Review
USA Today: Rookie Blue
TV Review
Fiona
13th August 2010
A weekly look at newly minted shows from our Stateside cousins. This week it's the turn of Rookie Blue, ABC's new police drama. It's set in Canada, but doesn't feature a single mountie. There better be at least one deaf wolfhound or I'm going to kick off.
Three episodes in and Rookie Blue (ABC) was renewed for a second season. A smart move by the bigwigs that run the network, who must know they’re onto a sure thing with a youthful procedural cop drama. While this Canadian series (quiet, we’re not supposed to suspect) doesn’t tread any new ground, it doesn’t have to. It’s Grey’s with Guns, it does exactly what it says on the tin, and does it well.
The series follows the personal and professional lives of five fresh-faced rookie cops as they try to get hip to the beat (they’re police, see. The beat?), wise to the streets, and make it to the end of the day relatively unscathed.
Every character type you’d expect is present and accounted for (take a pinch of grizzled yet attractive mentor, a dash of heart-of-gold tough cookie, add water) but the casting is solid enough to breathe some new life into the drama-by-numbers clichés of love triangles and father issues.
The supporting cast are strong, and the young actors are as eager and likeable as their fictional counterparts
[gallery]Unusually for a police procedural, much of the early episode plotlines have rested on female shoulders. Enuka Okuma plays Traci Nash with a confident ease that doesn’t often come with a brand new character, and Missy Peregrym is an arresting lead (Police? Arresting? Ah, forget you). She plays Andy McNally, the back-bone of the series, and it’s hard not to be won over by her earnest optimism. It also doesn’t hurt that she is altogether quite dashing in her uniform.
So far the other rookies are a little underdeveloped, so let’s hope ‘blonde bitch with an inevitable vulnerable side’, ‘blonde bitch’s potential love interest’ and ‘that fella from Everwood’ get a better chance to prove their chops soon. After all, they can’t scrape by on newbie gags forever, even if they are gently enjoyable.
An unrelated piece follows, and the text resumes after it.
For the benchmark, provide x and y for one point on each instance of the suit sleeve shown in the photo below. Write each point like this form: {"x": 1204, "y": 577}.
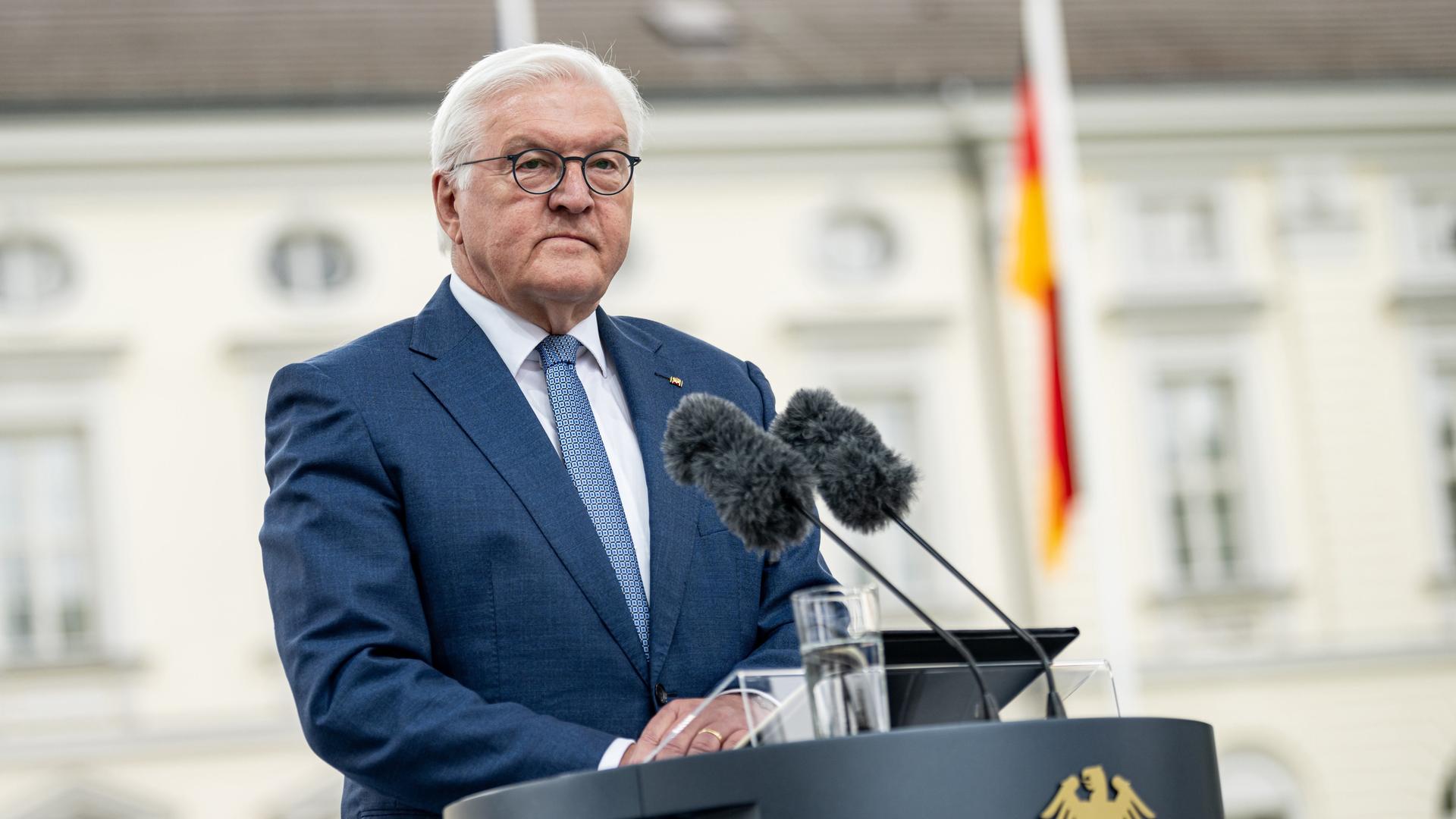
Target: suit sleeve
{"x": 799, "y": 569}
{"x": 351, "y": 629}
Enjoyable is the operative word. Rookie Blue is not a cutting edge series by any means, but it makes no claims to be. Instead it seems intent on wholly embracing the light drama mantel. And if it ain’t broke, don’t fix it. So, change channels if you want hard boiled grit, or procedural posturing, and stay tuned if you want a comfy, entertaining mix of comedy, drama, a poignant life lesson here and there, and an endearing lack of cynicism. And when all that pesky business of catching the bad guy is out of the way, we can get down to the real action - who’s foxtrotting with whose nightstick?